この2つのギャップが開けば開くほど、顔は赤くなり、恥ずかしさは強烈になるイメージです。
逆に言えば、「恥ずかしい」と感じるということは、あなたの中に明確な「理想の自分」が存在している証拠でもあります。
何も目指していない人は、恥をかきません。あなたが顔を赤くしているのは、あなたが何かを目指しているから...ではないでしょうか。
この感情を「誤魔化す」ということは、せっかく見えた自分の「理想」や「価値観」を知るチャンスを、自らドブに捨てるのと同じことです。
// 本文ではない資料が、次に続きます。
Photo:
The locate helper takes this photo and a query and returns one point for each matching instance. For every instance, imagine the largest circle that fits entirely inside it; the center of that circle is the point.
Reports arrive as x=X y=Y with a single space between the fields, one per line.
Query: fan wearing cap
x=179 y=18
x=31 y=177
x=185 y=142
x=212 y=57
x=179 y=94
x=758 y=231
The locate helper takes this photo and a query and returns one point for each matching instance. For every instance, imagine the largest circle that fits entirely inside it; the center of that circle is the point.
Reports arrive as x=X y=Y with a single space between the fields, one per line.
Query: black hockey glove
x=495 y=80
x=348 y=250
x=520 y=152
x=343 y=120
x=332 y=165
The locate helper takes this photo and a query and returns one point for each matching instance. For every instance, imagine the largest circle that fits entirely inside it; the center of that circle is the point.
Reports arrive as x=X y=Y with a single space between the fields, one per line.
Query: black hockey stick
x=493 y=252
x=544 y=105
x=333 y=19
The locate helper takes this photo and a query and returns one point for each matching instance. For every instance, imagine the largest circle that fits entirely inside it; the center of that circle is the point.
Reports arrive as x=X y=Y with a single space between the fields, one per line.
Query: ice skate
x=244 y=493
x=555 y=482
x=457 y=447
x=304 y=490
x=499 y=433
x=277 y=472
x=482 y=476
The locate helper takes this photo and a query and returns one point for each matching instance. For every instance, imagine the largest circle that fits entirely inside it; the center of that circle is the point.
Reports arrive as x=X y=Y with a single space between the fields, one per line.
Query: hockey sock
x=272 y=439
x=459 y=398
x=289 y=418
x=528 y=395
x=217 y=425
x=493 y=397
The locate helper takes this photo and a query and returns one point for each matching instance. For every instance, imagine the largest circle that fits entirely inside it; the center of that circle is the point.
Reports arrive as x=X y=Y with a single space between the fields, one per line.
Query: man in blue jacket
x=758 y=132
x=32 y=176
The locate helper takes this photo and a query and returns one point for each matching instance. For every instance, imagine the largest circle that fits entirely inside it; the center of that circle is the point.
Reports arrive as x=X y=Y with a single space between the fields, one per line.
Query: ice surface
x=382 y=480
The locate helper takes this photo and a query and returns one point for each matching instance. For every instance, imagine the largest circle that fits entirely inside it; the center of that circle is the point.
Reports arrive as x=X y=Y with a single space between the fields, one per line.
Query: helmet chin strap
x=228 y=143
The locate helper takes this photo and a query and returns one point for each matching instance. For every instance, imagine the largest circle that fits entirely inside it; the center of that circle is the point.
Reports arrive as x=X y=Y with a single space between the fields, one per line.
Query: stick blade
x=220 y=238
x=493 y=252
恥ずかしさは、経験上、図の4つのパターンで発生します。

どのパターンで「ウッ」となるかを知るだけで、自分の価値観が浮き彫りになります。ぜひ、自身の経験に置き換えて読んでみてください。
誤魔化した経験が浮かんだ方もいるではないでしょうか。誤魔化す人は、ここで「バレてない、大丈夫」と蓋をします。
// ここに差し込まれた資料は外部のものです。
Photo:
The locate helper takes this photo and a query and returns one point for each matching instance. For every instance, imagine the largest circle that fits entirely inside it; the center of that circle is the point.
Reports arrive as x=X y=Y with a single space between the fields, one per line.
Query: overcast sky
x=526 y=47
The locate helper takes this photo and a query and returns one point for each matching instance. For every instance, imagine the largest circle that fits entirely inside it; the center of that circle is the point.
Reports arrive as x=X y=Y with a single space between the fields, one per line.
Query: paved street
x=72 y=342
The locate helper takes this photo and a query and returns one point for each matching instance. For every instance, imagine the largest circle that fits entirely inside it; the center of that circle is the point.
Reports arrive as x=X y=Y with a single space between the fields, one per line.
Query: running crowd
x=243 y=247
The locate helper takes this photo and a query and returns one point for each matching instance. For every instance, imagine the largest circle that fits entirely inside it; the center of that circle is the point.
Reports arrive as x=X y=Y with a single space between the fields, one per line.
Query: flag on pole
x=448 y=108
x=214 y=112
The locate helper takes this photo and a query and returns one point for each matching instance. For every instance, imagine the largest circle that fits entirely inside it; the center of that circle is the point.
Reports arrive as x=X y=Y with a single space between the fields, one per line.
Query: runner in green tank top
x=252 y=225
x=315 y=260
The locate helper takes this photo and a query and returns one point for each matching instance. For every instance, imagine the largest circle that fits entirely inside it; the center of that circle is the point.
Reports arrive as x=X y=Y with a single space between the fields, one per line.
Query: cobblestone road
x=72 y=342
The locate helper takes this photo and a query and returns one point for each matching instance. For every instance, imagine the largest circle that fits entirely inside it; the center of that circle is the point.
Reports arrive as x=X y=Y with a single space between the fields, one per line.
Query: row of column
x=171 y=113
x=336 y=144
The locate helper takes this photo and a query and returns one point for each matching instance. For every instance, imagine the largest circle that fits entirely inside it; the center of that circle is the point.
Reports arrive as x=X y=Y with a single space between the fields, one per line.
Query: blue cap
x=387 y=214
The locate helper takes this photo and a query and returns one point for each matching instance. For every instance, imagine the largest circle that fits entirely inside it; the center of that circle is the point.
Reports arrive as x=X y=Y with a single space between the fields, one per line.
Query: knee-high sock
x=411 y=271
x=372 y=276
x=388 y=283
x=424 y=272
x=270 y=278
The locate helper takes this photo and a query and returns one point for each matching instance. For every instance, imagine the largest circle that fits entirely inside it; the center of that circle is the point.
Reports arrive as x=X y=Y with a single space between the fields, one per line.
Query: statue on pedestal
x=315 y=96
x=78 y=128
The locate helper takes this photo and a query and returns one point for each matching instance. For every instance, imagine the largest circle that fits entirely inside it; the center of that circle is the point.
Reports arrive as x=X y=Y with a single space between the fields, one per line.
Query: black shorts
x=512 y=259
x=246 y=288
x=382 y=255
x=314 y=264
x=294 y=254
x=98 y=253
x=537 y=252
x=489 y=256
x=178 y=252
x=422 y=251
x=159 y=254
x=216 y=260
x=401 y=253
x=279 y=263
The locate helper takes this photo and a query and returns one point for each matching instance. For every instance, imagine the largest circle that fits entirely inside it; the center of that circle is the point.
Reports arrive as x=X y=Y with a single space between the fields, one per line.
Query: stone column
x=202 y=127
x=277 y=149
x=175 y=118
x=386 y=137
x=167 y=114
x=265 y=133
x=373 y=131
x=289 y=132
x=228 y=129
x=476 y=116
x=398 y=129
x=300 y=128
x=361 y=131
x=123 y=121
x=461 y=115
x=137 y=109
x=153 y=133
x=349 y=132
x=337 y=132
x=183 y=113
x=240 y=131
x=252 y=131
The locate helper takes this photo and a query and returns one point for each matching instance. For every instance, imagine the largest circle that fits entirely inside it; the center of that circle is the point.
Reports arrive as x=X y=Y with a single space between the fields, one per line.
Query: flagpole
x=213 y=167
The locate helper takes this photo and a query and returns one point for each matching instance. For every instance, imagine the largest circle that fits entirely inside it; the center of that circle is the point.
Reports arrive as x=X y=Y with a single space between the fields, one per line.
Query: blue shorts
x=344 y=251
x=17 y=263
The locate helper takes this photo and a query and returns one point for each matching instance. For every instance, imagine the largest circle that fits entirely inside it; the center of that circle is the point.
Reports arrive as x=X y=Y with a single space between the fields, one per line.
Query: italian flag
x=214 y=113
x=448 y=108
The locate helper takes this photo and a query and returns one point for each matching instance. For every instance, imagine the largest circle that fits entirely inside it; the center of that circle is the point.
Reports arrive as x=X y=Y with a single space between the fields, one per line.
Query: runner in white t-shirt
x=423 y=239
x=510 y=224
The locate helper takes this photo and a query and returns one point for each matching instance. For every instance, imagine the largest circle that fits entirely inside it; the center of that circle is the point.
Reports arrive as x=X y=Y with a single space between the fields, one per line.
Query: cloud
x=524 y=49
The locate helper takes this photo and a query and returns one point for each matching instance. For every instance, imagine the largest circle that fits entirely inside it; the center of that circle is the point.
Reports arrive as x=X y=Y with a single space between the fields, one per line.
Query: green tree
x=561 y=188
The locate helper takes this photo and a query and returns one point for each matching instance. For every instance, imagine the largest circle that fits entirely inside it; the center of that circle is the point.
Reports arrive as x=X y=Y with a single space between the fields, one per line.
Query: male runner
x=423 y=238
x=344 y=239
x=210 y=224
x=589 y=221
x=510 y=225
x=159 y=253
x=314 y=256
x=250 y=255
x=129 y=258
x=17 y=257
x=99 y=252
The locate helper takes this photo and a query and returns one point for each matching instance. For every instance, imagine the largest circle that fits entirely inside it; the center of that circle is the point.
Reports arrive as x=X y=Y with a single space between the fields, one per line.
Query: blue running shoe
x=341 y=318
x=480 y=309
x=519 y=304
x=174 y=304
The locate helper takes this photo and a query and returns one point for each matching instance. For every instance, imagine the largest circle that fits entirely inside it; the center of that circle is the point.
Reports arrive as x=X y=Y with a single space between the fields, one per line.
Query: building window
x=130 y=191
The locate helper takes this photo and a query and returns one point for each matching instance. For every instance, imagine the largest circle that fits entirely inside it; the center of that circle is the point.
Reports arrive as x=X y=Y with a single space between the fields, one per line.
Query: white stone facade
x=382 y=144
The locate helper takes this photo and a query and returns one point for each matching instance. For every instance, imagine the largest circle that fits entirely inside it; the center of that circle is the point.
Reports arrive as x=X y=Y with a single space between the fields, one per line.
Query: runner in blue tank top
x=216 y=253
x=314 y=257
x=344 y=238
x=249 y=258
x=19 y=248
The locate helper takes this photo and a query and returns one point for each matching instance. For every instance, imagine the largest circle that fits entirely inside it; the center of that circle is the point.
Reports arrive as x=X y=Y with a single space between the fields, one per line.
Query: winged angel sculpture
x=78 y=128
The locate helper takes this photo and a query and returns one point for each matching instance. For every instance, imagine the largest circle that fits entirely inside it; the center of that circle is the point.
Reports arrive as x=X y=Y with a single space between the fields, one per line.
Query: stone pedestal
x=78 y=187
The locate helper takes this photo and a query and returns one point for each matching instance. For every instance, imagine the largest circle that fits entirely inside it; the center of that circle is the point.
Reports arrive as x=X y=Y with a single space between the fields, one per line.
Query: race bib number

でも、言語化する人は、ここで「なぜ私は今、恥じたのか?」と解剖します。この差が、数年後に「薄っぺらい人」になるか、「深みのある人」になるかを分けると思っています。
私が、恥ずかしさを言語化することの威力を知った出来事をお話しします。それは、書籍の出版記念イベントで講演することになったときの話。集まってくれたのは、30名の方々。300人のような大ホールではありません。30人という距離感は、参加者全員の表情、視線、呼吸までもがダイレクトに伝わってくる「逃げ場のない距離」です。
普段、私はSNSで「仕事論」や「厳しい言葉」を発信しているため、参加者の多くは私に「メンタルが強い人」「完璧な経営者」というイメージを持っていました。
一方で、現実は違います。
登壇直前の舞台袖、私は緊張で登壇することへの後悔がこだましていました。背中は冷や汗でびっしょり。喉はカラカラに張り付く。心臓は早鐘を打ち、指先は震えている。目の前に座る30人の視線が、まるで銃口のように突き刺さる感覚。
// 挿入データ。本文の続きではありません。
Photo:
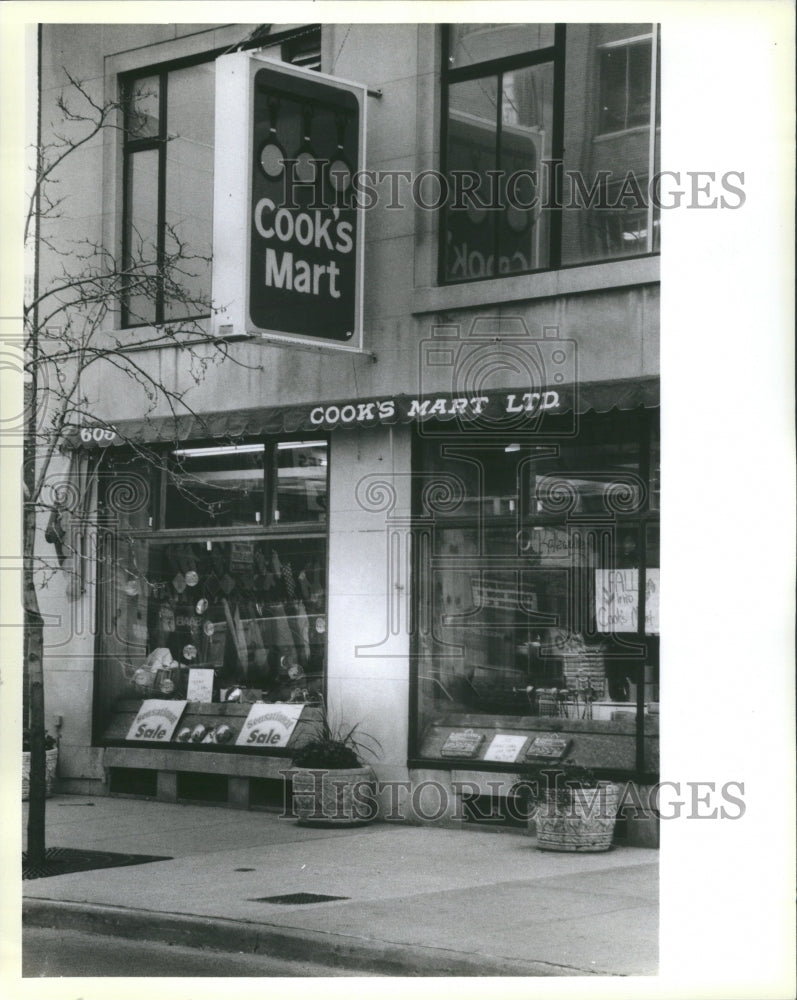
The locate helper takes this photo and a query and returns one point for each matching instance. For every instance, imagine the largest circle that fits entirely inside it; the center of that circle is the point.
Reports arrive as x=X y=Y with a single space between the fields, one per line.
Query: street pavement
x=422 y=901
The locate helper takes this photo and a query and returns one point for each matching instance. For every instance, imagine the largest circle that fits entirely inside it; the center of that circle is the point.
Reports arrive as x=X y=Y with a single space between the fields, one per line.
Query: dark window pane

ここで、強烈な「恥ずかしさ」が襲ってきました。「ヤバい。こんなガチガチに緊張している姿を見られたら、『強い人』というイメージが崩壊する」。
このときの私は、「緊張=弱さの証拠=隠すべき恥」と捉えていました。だから必死に深呼吸をし、震えを止めようとし、平静を装おうとしました。でも、隠そうとすればするほど、理想と現実のギャップが広がり、パニックになりそうでした。いえ、なっていたかもしれません...。
そこで私は先ほどの自問を思い出し、自分に問いかけました。
「なぜ、今、恥ずかしいんだ?」
答えはシンプル。「完璧な自分じゃないと、価値がないと思い込んでいるからだ」。そう気づいた瞬間、開き直る決断をしました。この恥ずかしさを、そのまま言語化して武器にするしかない、と。
私は登壇した第一声で、マイクを握りしめながらこう言いました。
「すみません。今、めちゃくちゃ緊張しています。手も震えています。普段は偉そうなことを言っていますが、いざ皆さんの顔を見たら、カッコよく見られたいという欲が出て、ビビり倒しています」
会場が一瞬静まり返り、次の瞬間、ドッとあたたかい笑いが起きました。
その瞬間、身体の強張りがフッと解けました。「完璧な自分」を殺したことで、言葉が嘘のように自然に出てくるようになりました。
恥ずかしさを隠していたら、私は「緊張して噛みまくった、サムい講演者」で終わっていたと思います。
一方で、恥ずかしさを言語化したことで、私は「人間味のある、正直な登壇者」になることができました。